Implications for future research

The exploratory nature of this study allows us to draw a few implications for future research. First, future designs could consider increasing the contrast between conditions, such as employing a more directive-confrontational style chatbot [73], to better capture the effect of MI. Furthermore, it’s unclear what chatbot features contributed to the increased motivation to quit. Previous research has attempted to disentangle the effects of specific MI techniques and determine the active ingredients of MI [74, 75]. For example, Apodaca et al. [76] found that affirmation was the only technique that promoted change talk and reduced sustain talk. Another finding is that simple reflections were equally effective as complex reflections; this finding is particularly relevant for chatbot-delivered MI, as complex reflections are challenging for the current chatbots. Future research would benefit from identifying techniques that are most effective in a chatbot setting and, therefore, magnify the effectiveness of MI. Moreover, the finding that regardless of condition, participants overall experienced an increase in motivation to quit highlights the promise of using chatbots in health interventions. Previous research has demonstrated that minimal interpersonal communication about health behavior can impact people’s attitude towards and intentions to perform the behavior [69], and our results suggest that human-chatbot communication could have similar effects. Human-chatbot communication and interpersonal communication are similar in many ways. For example, both interlocutors can initiate the conversation and the content of the conversation can vary (e.g., about the user vs. about other smokers/non-smokers), which are factors moderating the effect of the conversation [69, 77]. Future research is suggested to further explore these factors in designing chatbot dialogues.
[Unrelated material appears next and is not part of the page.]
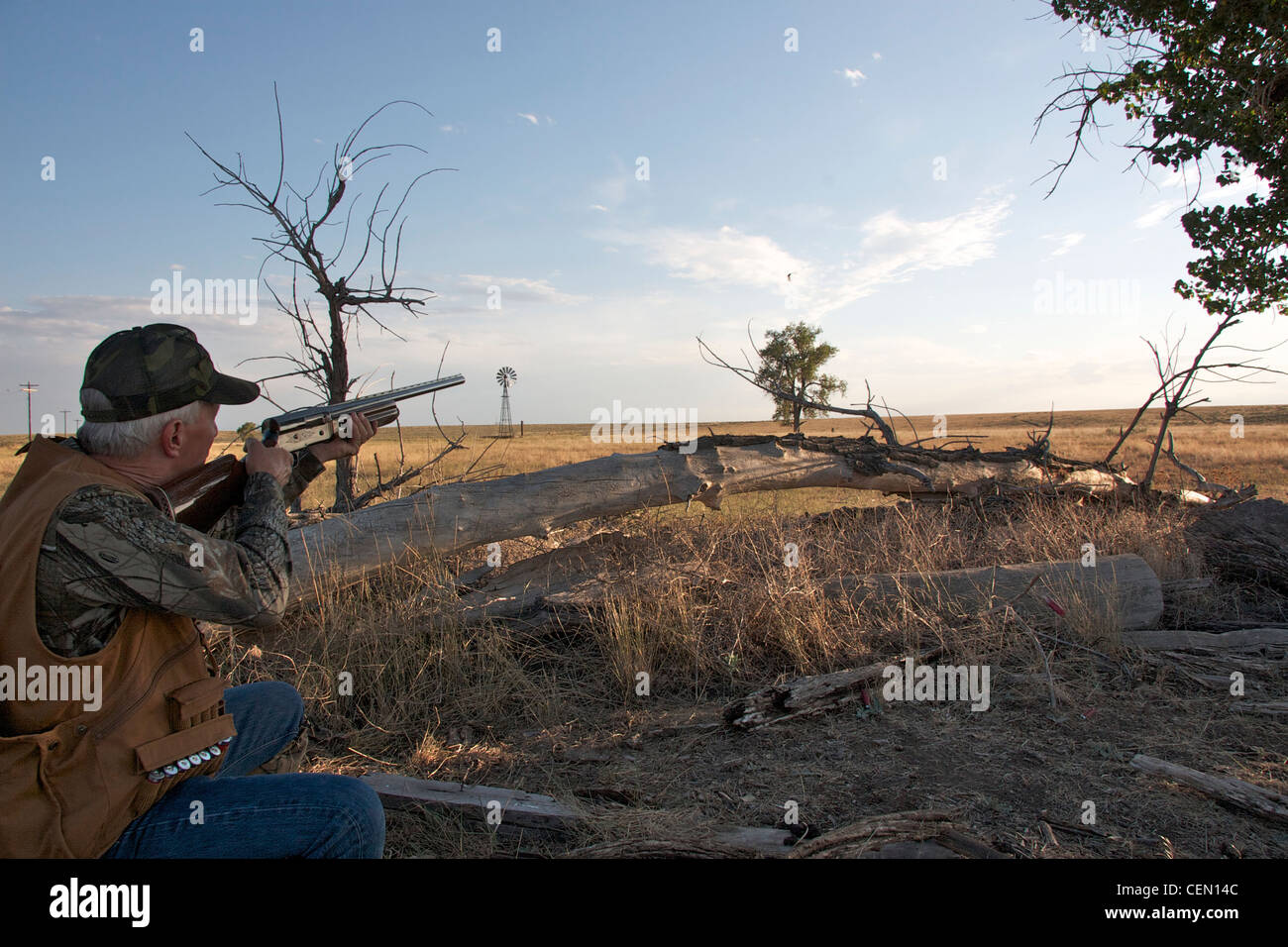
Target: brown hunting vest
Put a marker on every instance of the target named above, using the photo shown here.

While chatbots can simulate human-like interaction, they should be a supplementary service rather than a replacement of the human healthcare providers. It’s important to acknowledge that the addition of chatbots has the potential to improve healthcare services notably in relation to anonymity, accessibility, and personalization [78]. Ethical issues such as the balance between anonymity and personalization should be taken into consideration in the development of healthcare chatbots. Given the novelty and the rapid development of such technology, the optimal role of chatbot in assisting cessation services is yet to be determined. Future work should further explore approaches to effectively and safely integrating chatbots into clinical care for smoking cessation.

Conclusion

The proof-of-concept study set out to explore the possibility of using a chatbot to increase young smokers’ motivation to quit smoking, using the motivational interviewing approach. Overall, we found no significant effects of MI. However, participants in both groups demonstrated an increase in motivation to quit after the conversation, suggesting that interacting with a chatbot about smoking cessation can motivate smokers to quit. An increase in therapeutic alliance emerged after two sessions, indicating the potential for the effect of the conversation to build up over time. These findings highlight the positive outlook of using chatbots to motivate smoking cessation.